Des ressources aux richesses humaines

Des ressources aux richesses humaines

Le diable se cache dans les détails

L’art de la rhétorique fait partie des compétences dont l’enjeu de la maîtrise est trop souvent négligé. Le choix des mots permet la transposition de la pensée en écrit. La complexité du langage peut rendre une idée choquante, ou au contraire acceptable.

Sans s’en rendre compte, les expressions que l’on utilise ont un impact plus ou moins important sur notre compréhension du monde.

Pour représenter ce phénomène, prenons un exemple : Une vache donne du lait pour les enfants alors comment assumer manger un animal aussi mignon ? Mangeons du bœuf !

On ne fait plus un plan social ou un plan de licenciement collectif, mais on met en place un plan de sauvegarde de l’emploi. La question fondamentale étant de savoir si le choix de cette expression est révélateur d’une volonté d’action économique et sociale, ou si elle est l’utilisation cynique d’une technique littéraire destinée à, certes habilement, habiller la vérité d’étoffes plus nobles.

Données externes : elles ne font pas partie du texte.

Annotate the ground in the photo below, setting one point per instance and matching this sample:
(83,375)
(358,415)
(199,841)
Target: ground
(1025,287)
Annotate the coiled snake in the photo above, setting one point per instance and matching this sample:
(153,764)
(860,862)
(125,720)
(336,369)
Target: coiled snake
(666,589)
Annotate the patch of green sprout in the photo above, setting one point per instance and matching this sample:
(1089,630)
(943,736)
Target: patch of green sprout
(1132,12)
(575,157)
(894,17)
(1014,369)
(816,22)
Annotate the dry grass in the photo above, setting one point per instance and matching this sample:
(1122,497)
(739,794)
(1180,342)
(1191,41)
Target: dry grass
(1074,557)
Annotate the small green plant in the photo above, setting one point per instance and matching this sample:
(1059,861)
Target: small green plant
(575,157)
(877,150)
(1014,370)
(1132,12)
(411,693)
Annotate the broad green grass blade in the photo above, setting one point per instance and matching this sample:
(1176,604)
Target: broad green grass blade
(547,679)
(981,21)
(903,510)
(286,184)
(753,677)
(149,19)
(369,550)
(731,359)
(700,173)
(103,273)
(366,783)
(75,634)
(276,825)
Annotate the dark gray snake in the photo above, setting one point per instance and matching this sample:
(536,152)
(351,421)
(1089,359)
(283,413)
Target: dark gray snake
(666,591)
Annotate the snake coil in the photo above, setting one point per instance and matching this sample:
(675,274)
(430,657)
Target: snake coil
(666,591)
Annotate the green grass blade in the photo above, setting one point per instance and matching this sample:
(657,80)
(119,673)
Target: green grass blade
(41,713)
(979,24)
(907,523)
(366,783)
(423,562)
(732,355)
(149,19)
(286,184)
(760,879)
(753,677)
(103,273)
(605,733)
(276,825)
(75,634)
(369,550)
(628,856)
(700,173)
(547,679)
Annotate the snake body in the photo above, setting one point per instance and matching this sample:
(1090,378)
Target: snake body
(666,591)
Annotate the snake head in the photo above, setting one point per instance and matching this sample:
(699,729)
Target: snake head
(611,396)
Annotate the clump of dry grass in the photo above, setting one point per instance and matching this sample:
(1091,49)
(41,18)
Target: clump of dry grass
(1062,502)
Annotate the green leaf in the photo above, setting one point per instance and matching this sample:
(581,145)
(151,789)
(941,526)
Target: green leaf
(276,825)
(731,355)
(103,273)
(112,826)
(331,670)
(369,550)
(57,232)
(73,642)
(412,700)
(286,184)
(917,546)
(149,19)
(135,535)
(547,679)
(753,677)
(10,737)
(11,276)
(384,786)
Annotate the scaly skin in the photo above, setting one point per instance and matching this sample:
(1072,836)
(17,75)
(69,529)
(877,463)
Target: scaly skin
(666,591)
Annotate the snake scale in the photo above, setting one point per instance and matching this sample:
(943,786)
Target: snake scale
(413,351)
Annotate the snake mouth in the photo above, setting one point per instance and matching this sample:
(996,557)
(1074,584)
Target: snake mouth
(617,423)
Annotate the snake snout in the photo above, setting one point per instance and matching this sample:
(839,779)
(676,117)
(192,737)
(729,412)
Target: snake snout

La richesse du vocabulaire permet la finesse de la pensée

Notre cerveau a tendance à préférer ce qui est concret. L’imagination est mise en forme grâce à des constructions grammaticales plus ou moins complexes. Les associations d’idées sont en effet le plus souvent des associations de mots.

Ne pas faire la différence entre écouter et entendre, entre rêver et imaginer, entre promettre et jurer ou entre une opinion et une croyance, c’est se priver de la complexité formidable que nous offre le monde. C’est aussi se priver de l’intelligence d’une réponse adaptée.

Car les mots sont plus que des mots : ils sont le reflet de notre personnalité tant dans notre façon de penser que dans notre envie de faire (ou pas !).

La déviance du vocabulaire en entreprise

Le monde de l’entreprise n’échappe pas à la règle et la gestion des personnes y travaillant en est un exemple frappant. Déjà, on ne dit pas salarié mais collaborateur. Il est en effet tabou d’imaginer un instant que les gens qui se lèvent le matin puissent être amenés à le faire pour l’argent, vils êtres cupides qu’ils seraient.

Dans ce monde sournois où les bisounours sont cannibales, on se cache aussi derrière des termes « doux » afin d’alléger le poids psychologique que pourrait avoir un « entretien disciplinaire » transformé magiquement en un « entretien de recadrage ».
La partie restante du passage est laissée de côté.